Reciprocity and intimacy in relationships

We have been taught that we “have to be respected” in order to be loved. Do not give too much, keep a few cards in the sleeve, distribute “by little pieces”. We do, however, know people who will die being “very respectable,” but perhaps not knowing what loving really means.

There are no such rules in love. Love cannot be programmed. Nor is it always fair. If that were the case, it would be fair, quid-pro-quo . This is not the case, however. Imbalances occur in love, or rather in the art of loving.

On the other hand, the opposite of love is greed. A greedy person receives from others and provides for himself. She loots them, manipulates them. She knows exactly what she wants.

His greed absorbs the energy and life of others for his personal growth. Greedy people ask, “What can I get from others? Those who spread love ask, “How can I give more to others?” “

The fear of being vulnerable

At the couple level, most people get married and hope to share a life together. But 40-50% of those marriages probably end in divorce.

But stable marriages are not necessarily happy any more. : individuals maintain unsatisfactory relationships for various reasons (children, finances, religion…). So it’s not so much about real stability.

Privacy: trust and give.

Collect to grow

Each type of relationship is characterized by the need for certain nutrients in very specific quantities. The peculiarities of the relationship depend directly on the members that compose it, as well as on the circumstances and the bond. Let’s see what we can personally do to strengthen the intimacy of a relationship.

  • Kindness is essential in any relationship.  Reciprocity also gives value to kindness. Unpleasant acts weaken relationships.
  • Work to develop the relationship and do our best. Recent research supports the idea that people who actively work on their relationships help make those relationships happy and lasting (Ogolsky & Bowers, 2013).
  • Behaviors that reliably predict relationship success include expressing emotions, being open, giving relationship guarantees, using individual support circles, and sharing the responsibilities implicit in a relationship that lasts over time without too much conflicts.
  • If it’s not important, better let go. In a recent study, researchers asked a sample of divorced people why their marriage had failed. In particular, participants cited frequent arguments as a determining factor, just behind infidelity (Scott, Rhoades, Stanley, Allen & Markman, 2013).
  • Show his love. Research shows that compliments, when we perceive them to be sincere and meaningful, provide significant benefits for relationship satisfaction (Marigold, Holmes & Ross, 2007).
  • If r éengage r every day. The emotional components of passion and intimacy are often the first to come to mind when we think of love. Engagement is nevertheless the first predictor of relationship satisfaction, especially in long relationships (Acker and Davis, 1992).
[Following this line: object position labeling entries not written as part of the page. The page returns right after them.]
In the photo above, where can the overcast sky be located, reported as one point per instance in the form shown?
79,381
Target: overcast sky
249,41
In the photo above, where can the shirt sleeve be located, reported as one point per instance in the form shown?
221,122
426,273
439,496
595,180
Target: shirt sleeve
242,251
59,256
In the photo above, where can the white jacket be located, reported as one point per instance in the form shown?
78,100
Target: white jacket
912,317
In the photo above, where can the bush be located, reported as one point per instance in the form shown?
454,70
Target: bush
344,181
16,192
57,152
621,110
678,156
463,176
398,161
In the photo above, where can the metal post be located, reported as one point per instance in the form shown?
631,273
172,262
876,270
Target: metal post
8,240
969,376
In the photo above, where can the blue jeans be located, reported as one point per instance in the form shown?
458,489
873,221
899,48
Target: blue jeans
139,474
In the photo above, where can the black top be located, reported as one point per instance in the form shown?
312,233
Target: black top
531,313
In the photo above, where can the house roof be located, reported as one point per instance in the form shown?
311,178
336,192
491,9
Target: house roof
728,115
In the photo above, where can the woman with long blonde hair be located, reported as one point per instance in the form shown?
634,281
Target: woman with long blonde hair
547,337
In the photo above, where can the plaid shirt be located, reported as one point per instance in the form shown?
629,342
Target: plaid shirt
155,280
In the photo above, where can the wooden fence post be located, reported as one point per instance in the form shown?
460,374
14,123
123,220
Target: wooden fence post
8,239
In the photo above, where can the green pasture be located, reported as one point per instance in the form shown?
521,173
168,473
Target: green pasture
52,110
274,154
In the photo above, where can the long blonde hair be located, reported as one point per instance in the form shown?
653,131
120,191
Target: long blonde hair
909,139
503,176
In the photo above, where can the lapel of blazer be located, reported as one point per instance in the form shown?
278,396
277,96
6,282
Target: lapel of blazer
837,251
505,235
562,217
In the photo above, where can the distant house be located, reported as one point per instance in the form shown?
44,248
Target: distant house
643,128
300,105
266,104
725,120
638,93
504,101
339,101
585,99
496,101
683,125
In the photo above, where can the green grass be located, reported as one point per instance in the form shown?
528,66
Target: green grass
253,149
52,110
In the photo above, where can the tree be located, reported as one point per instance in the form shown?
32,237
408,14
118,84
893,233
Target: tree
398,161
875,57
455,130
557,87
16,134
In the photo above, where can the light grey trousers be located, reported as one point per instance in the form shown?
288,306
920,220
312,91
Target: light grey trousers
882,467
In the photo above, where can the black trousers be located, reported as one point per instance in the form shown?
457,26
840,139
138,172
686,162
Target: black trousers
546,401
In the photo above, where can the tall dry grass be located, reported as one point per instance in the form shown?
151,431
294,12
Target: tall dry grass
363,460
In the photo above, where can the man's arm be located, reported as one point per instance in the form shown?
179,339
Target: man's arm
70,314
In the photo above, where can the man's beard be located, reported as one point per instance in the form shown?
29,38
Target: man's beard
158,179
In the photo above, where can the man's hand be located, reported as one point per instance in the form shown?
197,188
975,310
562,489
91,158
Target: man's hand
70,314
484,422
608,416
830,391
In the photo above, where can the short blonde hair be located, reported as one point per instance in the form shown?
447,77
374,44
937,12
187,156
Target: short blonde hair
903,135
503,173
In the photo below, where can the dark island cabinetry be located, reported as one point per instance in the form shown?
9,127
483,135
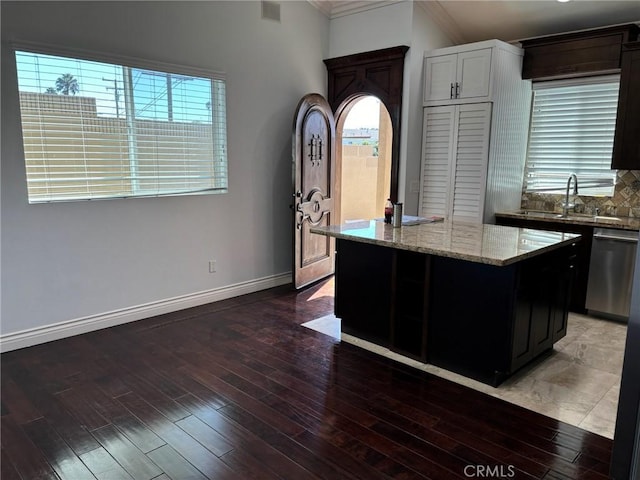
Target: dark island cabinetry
583,252
482,321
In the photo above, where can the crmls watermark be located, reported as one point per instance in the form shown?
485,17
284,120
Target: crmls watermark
490,471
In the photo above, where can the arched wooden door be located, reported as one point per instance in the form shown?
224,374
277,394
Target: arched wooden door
313,187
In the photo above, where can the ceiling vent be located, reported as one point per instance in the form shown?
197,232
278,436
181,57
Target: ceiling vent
271,10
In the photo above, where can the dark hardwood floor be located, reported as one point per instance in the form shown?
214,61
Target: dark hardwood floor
238,389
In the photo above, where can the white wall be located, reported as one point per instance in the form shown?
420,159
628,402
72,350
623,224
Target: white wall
425,36
374,29
68,261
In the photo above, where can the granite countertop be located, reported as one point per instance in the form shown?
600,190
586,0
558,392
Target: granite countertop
489,244
623,223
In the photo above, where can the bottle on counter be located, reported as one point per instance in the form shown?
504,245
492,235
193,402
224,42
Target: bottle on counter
397,215
388,211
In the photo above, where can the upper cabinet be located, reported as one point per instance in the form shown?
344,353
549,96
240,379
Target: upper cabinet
474,131
457,77
626,144
467,73
591,52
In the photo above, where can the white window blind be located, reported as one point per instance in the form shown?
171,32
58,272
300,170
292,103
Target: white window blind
95,130
572,130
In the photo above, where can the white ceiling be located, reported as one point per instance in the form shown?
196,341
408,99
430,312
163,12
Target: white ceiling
474,20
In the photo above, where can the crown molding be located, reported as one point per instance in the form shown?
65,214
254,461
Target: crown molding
341,8
442,19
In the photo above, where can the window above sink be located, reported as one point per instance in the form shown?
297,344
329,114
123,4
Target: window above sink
571,131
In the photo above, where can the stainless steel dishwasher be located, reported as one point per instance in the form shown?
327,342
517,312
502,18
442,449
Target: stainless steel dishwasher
613,255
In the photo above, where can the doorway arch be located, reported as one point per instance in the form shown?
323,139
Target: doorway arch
363,158
378,73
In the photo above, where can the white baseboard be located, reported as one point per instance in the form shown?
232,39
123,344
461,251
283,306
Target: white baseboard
69,328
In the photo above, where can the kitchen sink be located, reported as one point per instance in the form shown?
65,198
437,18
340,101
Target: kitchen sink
584,216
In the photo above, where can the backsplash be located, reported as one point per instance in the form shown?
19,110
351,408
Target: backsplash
624,203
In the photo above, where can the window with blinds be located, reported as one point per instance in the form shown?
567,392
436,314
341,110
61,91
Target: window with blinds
572,130
95,130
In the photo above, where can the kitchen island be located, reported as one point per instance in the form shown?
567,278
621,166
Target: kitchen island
478,300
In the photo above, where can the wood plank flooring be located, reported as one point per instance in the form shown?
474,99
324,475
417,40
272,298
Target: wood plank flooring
239,390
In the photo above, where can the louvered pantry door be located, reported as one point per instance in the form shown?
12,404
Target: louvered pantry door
473,123
454,161
437,161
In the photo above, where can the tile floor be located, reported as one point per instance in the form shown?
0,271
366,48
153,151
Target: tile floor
578,383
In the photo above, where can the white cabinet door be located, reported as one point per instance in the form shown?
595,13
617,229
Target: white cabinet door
473,125
437,161
454,161
457,78
474,75
440,78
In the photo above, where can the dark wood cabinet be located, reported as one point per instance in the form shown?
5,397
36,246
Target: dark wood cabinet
481,321
591,52
363,290
578,295
626,145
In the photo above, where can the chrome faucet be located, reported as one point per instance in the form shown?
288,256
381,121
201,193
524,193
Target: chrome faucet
566,206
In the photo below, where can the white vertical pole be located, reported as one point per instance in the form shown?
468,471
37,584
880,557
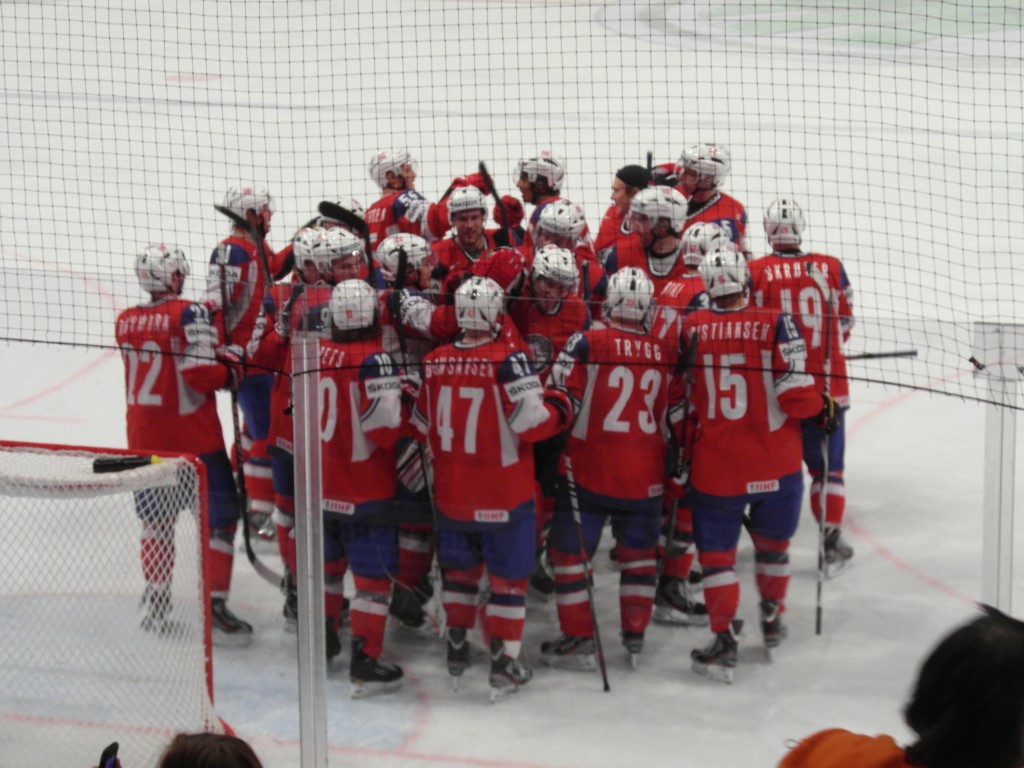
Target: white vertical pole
309,546
999,349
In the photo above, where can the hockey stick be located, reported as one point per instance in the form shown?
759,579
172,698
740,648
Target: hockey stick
587,569
240,476
353,222
671,549
503,214
821,281
880,355
399,282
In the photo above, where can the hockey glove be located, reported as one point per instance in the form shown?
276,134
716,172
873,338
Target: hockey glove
233,358
513,210
830,417
561,404
546,458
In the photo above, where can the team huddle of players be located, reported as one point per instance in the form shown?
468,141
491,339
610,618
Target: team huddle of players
491,398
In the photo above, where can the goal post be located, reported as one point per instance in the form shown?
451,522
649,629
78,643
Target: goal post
77,668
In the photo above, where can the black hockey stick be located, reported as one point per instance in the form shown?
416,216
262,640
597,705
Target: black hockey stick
671,548
353,222
399,282
881,355
588,570
240,476
489,183
122,463
821,281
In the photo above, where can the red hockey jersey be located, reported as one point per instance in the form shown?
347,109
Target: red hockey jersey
750,389
479,408
619,384
781,283
171,377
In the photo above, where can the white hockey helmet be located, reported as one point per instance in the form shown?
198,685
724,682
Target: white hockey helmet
710,162
630,297
725,272
479,305
416,248
783,222
657,203
156,264
389,161
353,304
558,265
545,166
242,200
562,218
466,199
701,238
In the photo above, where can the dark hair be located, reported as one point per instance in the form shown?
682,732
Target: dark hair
208,751
968,705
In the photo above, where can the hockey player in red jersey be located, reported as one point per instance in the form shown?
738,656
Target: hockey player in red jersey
617,379
787,280
700,170
676,601
401,208
408,345
236,286
629,180
750,390
296,304
657,215
479,408
173,367
540,181
360,421
470,240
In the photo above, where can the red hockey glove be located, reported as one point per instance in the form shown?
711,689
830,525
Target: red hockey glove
513,210
829,418
561,404
233,358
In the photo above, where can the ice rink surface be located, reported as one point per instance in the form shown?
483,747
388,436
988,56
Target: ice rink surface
901,134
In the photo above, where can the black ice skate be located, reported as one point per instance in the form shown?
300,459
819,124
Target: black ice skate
633,642
568,652
370,676
458,653
228,630
718,660
675,604
772,628
507,675
838,552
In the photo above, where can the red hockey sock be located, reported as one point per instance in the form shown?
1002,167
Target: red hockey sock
570,593
459,595
721,588
771,566
369,612
835,498
637,580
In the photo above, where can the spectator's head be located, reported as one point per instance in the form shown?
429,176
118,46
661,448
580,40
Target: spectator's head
968,704
629,180
208,751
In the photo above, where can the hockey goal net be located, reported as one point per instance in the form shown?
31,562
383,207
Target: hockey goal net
77,669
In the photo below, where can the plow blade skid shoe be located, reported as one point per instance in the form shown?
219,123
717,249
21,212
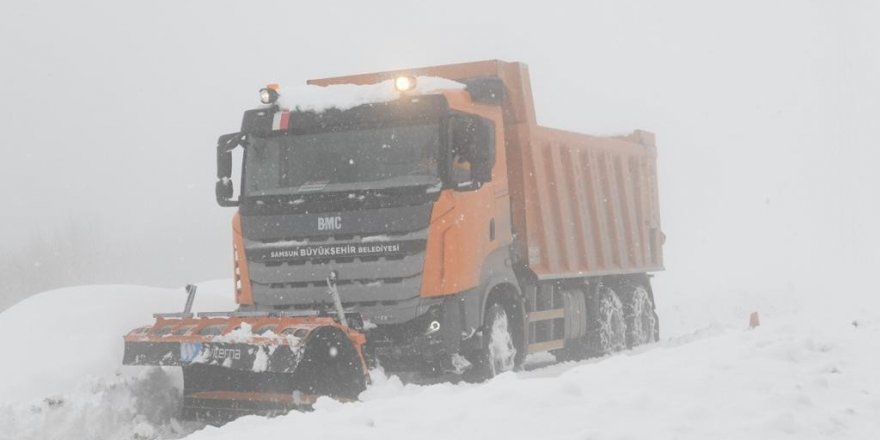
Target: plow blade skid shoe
238,366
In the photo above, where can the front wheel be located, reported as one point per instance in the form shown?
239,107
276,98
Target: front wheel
499,352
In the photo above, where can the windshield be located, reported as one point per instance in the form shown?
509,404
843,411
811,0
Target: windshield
364,158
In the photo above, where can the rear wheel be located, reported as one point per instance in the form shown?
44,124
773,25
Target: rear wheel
607,326
642,325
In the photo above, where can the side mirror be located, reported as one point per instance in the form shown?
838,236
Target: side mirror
224,189
484,150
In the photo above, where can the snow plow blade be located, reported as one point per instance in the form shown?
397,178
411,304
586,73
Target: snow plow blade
237,364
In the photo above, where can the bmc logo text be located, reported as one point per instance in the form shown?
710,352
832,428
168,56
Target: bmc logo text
329,223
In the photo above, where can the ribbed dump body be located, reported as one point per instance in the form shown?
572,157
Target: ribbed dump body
587,205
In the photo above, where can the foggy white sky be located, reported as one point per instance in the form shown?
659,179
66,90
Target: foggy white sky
765,116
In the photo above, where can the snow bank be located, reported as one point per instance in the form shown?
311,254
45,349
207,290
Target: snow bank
345,96
810,373
140,407
55,340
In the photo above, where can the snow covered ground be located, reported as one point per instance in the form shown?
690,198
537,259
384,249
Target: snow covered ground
811,370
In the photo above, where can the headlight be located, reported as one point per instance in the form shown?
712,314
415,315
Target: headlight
433,327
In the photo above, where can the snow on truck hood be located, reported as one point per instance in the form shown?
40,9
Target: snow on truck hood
346,96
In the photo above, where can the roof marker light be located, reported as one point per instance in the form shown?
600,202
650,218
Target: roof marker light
405,83
269,94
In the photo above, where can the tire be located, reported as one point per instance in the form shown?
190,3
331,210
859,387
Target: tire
498,354
606,324
642,324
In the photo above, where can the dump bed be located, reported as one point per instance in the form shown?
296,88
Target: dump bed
581,205
585,205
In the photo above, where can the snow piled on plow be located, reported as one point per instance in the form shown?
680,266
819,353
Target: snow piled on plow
809,371
61,375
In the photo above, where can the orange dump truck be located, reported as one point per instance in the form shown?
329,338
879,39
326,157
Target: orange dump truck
425,223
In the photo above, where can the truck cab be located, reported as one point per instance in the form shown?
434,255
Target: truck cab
405,201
Romantic relationships are dyadic interactions and, as such, they are constantly evolving and complex relationships. There is no one-size-fits-all recipe for a strong romantic relationship, but research indicates that intimacy is an essential ingredient.

Intimacy is the basis of the couple
Our thoughts Our thoughts

If you want to improve intimacy with your partner, maybe now is a good time to make a little effort to achieve it.